Unlike Clay's numbness, quite the opposite, his food processing and consumption had become a daily routine full of ritual.

Today's breakfast was bear fat pan-fried venison steak with roasted wild onions.

He first used his homemade chainsaw hand saw to cut off a piece from a block of frozen solid bear fat.

He hadn't rendered all the bear oil at once. In this cold weather, neither fat nor bear meat feared any spoilage.

In the heated stainless steel pot, a small piece of milky white bear fat quickly melted.

He placed several evenly thick slices of bear meat into it, along with several wild onions beside them. The onions quickly became soft and translucent under the bear oil's frying, emitting a fragrant aroma.

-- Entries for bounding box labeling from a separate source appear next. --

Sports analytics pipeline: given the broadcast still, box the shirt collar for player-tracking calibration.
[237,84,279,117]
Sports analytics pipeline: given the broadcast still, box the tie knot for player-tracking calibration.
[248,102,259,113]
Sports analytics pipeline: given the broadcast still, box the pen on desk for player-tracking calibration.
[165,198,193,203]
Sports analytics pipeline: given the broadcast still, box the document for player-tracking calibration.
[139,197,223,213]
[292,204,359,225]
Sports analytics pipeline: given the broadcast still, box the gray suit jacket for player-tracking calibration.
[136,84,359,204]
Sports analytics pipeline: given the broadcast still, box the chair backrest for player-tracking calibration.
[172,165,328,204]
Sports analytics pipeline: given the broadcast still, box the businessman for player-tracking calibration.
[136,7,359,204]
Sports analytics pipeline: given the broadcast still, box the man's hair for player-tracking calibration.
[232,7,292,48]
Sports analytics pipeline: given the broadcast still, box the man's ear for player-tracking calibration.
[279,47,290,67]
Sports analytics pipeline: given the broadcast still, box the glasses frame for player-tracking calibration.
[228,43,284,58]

Lin Yu'an quietly enjoyed this high-calorie, high-protein breakfast.

Perhaps as an aftereffect of the intense battle with the black bear, even while chewing food, his gaze would habitually scan the tree line around his shelter like radar.

This state was exactly like those old veterans who had experienced brutal wars. Even when resting in the safest environments, their body's senses and muscle memory remained in "standby" mode.

His relaxation was only on the mental level, while his body was like a beast always ready to hunt!

After finishing breakfast, Lin Yu'an began today's daily work.

First, he had to check those snare traps reset on the "rabbit trails."

Wearing his homemade snowshoes, he walked extremely steadily and quickly through knee-deep snow.

Today's luck was good. One trap had successfully caught a plump snowshoe rabbit.

He didn't immediately take it back, but skillfully processed it and hung some fresh rabbit organs near where that young red fox frequently appeared around his shelter.

After all, he couldn't be certain whether that little fox had intentionally diverted trouble or given an early warning out of goodwill.

Lin Yu'an leaned toward the early warning theory, because the little fox's appearance had indeed given him more preparation time.

Completely different from Clay's "leaving it to fate," Lin Yu'an was confronting Chilko Lake's harsh winter with an extremely proactive stance.

He wasn't just storing food and fuel, but even began using bear resources for more creations.

He carefully rendered, filtered, and stored large chunks of bear fat in ceramic jars.

"Guys, since coming to Alone, what I'm most satisfied with so far isn't hunting a deer and a bear, but discovering pottery making in the early stages, so that I now have enough ceramic vessels to store various items."

He used snow to carefully clean the blood from that massive bear hide, packed it with the bear head in willow baskets, and buried them together in the snow.

In this weather, it definitely wasn't suitable for tanning the bear hide.

The ultimate showdown between Clay and Lin Yu'an had evolved into a cruel psychological war of attrition about willpower, about who could persevere longer in this endless loneliness!

Clay's heart was being eroded by solitude, his survival becoming passive maintenance.

Lin Yu'an, after hunting the black bear, had completed a psychological transformation. His survival was a more aggressive conquest of the wilderness.